2

I want to sort through a Dataframe of about 400k rows, with 4 columns, taking out roughly half of them with an if statement:

    for a in range (0, howmanytimestorunthrough): 
        if ('Primary' not in DataFrameexample[a]):
            #take out row

So far I've been testing either one of the 4 below:

newdf.append(emptyline,)
nefdf.at[b,'column1'] = DataFrameexample.at[a,'column1']
nefdf.at[b,'column2'] = DataFrameexample.at[a,'column2']
nefdf.at[b,'column3'] = DataFrameexample.at[a,'column3']
nefdf.at[b,'column4'] = DataFrameexample.at[a,'column4']
b = b + 1

or the same with .loc

newdf.append(emptyline,)
nefdf.loc[b,:] = DataFrameexample.loc[a,:]
b = b + 1

or changing the if (not in) to an if (in) and using:

DataFrameexample = DataFrameexample.drop([k])

or trying to set emptyline to have values, and then append it:

notemptyline = pd.Series(DataFrameexample.loc[a,:].values, index = ['column1', 'column2', ...) 
newdf.append(notemptyline, ignore_index=True)

So from what I've managed to test so far, they all seem to work ok on a small number of rows (2000), but once I start getting a lot more rows they take exponentially longer. .at seems slighly faster than .loc even if I need it to run 4 times, but still gets slow (10 times the rows, takes longer than 10 times). .drop I think tries to copy the dataframe each time, so really doesn't work?
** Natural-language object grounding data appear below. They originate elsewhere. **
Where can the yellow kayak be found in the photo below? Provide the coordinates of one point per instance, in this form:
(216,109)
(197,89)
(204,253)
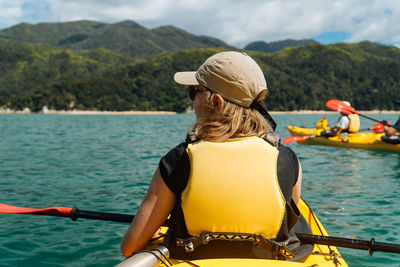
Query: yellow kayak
(362,140)
(320,255)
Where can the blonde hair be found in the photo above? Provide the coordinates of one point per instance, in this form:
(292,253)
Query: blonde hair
(228,121)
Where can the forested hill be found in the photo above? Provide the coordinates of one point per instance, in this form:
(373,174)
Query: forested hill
(126,37)
(365,74)
(278,45)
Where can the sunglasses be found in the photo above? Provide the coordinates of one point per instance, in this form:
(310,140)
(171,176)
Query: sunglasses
(193,90)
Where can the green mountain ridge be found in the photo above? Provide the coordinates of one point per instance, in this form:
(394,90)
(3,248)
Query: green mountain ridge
(84,74)
(277,45)
(298,78)
(126,37)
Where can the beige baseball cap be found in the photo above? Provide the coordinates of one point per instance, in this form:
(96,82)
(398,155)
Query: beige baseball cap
(233,75)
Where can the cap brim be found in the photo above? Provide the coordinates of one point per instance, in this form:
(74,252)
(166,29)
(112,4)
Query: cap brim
(186,78)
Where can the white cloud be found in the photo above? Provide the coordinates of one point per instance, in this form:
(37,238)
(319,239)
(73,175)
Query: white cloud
(234,21)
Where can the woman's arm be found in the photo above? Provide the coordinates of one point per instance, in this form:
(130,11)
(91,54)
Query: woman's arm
(297,187)
(153,212)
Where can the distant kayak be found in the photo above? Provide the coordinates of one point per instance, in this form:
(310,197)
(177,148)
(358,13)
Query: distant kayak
(361,140)
(309,255)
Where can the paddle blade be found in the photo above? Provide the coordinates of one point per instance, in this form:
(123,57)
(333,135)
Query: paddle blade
(338,105)
(291,139)
(51,211)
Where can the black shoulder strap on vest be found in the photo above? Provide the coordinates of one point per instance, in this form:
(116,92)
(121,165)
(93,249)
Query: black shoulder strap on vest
(273,139)
(191,137)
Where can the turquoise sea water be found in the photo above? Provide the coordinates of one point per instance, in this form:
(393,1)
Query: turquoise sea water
(105,163)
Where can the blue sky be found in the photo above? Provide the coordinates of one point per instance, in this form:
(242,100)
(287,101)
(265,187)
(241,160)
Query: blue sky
(236,22)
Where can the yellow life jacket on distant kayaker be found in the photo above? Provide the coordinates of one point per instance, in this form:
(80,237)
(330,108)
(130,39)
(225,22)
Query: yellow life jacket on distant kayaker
(354,123)
(237,192)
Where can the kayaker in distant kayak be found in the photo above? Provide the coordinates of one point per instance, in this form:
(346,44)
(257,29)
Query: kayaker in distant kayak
(347,123)
(231,175)
(392,133)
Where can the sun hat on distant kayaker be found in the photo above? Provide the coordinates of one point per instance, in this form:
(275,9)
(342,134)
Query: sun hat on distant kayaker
(347,103)
(233,75)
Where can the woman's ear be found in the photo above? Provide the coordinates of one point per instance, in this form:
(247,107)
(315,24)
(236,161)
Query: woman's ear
(218,100)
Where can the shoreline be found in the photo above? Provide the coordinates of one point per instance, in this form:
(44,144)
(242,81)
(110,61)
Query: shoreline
(135,112)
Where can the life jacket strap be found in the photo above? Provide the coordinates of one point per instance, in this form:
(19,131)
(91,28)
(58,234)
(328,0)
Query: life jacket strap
(278,249)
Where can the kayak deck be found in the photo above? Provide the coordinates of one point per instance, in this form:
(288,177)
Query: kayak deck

I can't seem to get .append(notemptyline) to work properly, it just replaces index 0 over and over again.

I know there must be an efficient way of doing this, I just can't seem to quite get there. Any help?

Sam
  • 23
  • 6

1 Answers1

3

Your speed problem has nothing to do with .loc vs .at vs ... (for a comparisson between .loc and .at look have a look at this question) but comes from explicitly looping over every row of your dataframe. Pandas is all about vectorising your operations.

You want to filter your dataframe based on a comparison. You can transform that to a boolean indexer.

indexer = df!='Primary'

This will give you a 4 by n rows dataframe with boolean values. Now you want to reduce the dimension to 1 x n rows such that the value is true if all values in the row (axis 1) are true.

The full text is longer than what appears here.